Science and technology are often terms used interchangeably or in conjunction with each other, but they are distinct in many ways. One thing that sets them apart are their goals. 'The goal of science is the pursuit of knowledge for it's own sake while the goal of technology is to create products that solve problems and improve human life(Source).' Technology is essentially just the practical application of science, a consequence of science and engineering.

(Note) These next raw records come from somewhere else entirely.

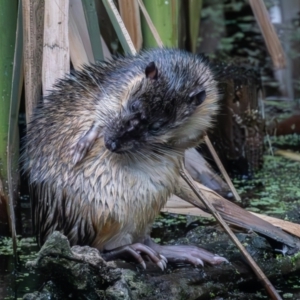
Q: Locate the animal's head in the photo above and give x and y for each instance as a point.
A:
(170, 105)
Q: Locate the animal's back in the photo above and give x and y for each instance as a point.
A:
(106, 199)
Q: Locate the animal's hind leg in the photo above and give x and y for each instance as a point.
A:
(136, 251)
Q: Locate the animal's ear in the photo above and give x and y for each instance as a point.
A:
(197, 96)
(151, 71)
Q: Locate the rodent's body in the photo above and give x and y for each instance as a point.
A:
(103, 165)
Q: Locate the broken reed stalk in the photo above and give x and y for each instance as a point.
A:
(33, 26)
(269, 287)
(184, 174)
(259, 273)
(209, 144)
(268, 31)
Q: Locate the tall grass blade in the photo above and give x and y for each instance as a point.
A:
(8, 22)
(165, 17)
(13, 132)
(56, 54)
(91, 17)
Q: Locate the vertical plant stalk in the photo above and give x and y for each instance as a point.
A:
(56, 54)
(194, 22)
(13, 132)
(8, 21)
(119, 27)
(165, 17)
(78, 54)
(91, 18)
(33, 29)
(270, 36)
(130, 13)
(152, 28)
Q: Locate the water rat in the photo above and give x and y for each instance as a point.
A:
(103, 149)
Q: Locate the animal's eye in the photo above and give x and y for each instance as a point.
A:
(197, 98)
(134, 106)
(154, 127)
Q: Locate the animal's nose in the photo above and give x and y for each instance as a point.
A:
(132, 124)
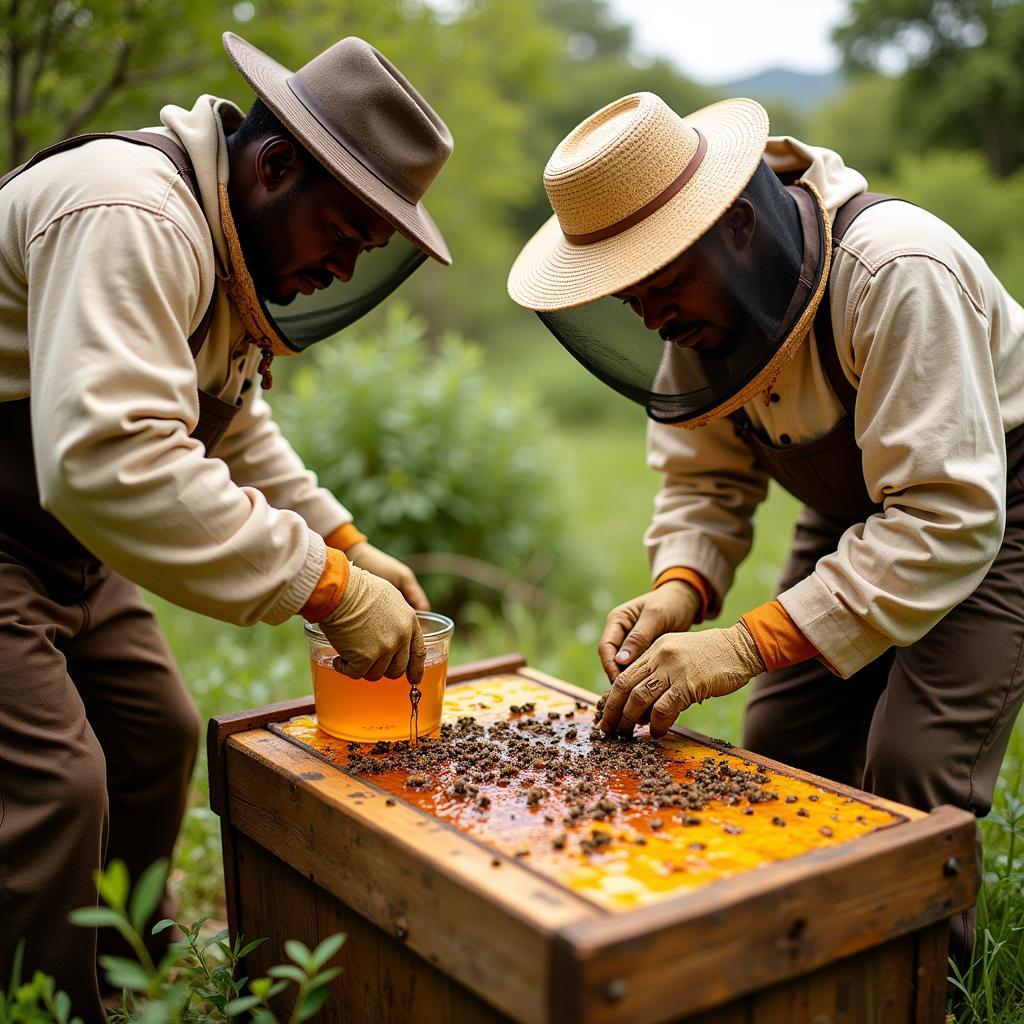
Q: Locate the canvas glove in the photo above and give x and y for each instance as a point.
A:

Can an NLP classifier be used to determine which subreddit a given post came from, science or technology? If so, how well can it accurately distinguish subreddit posts and what models do best?
- Presentation_Models
- Basic Models
- Pipeline & GridSearch Models
- data
- all.csv
- science.csv
- test.csv
- Project 3 Presentation.pdf
- README.md
- 10,000 Subreddit posts taken from 7/9/2020 - 8/31/2020
- 5000 Science Subreddit Posts
- 5000 Technology Subreddit Posts
- The data has 7 columns:
- 5 categorical
- 1 boolean
- 1 continuous
Feature | Type | Description |
---|---|---|
title | categorical | title of the subreddit post |
created_utc | continuous | epoch time / when the post was created |
selftext | categorical | subreddit post |
subreddit | categorical | subreddit the post was located in |
author | categorical | author of the post |
media_only | boolean | was the post media only |
permalink | categorical | url for the given post |
Out of 12 models run, 4 simple and 8 pipelines, two models were able to predict whether a post was from the Science or the Technology subreddit with 89.36% accuracy. The first model used the TF-IDF Vectorizer and Naive Bayes, and no grid search was needed to get the 89.36% accuracy. The second model used a Lemmetizer, TF-IDF Vectorizer, and Logistic Regression to achieve an 89.36% accuracy, and a grid search was needed to determine the best hyperparameters. Considering all of the modeling I did with Naive Bayes and Logistic Regression, I don't think it will have a significant change in accuracy than what I was able to achieve in this project. In order to get a higher accuracy, I believe it would be worth exploring other modeling techniques such as KNN, SVM or Neural Networks. Also, I would look into adding more features, doing more data cleaning, and collecting more data.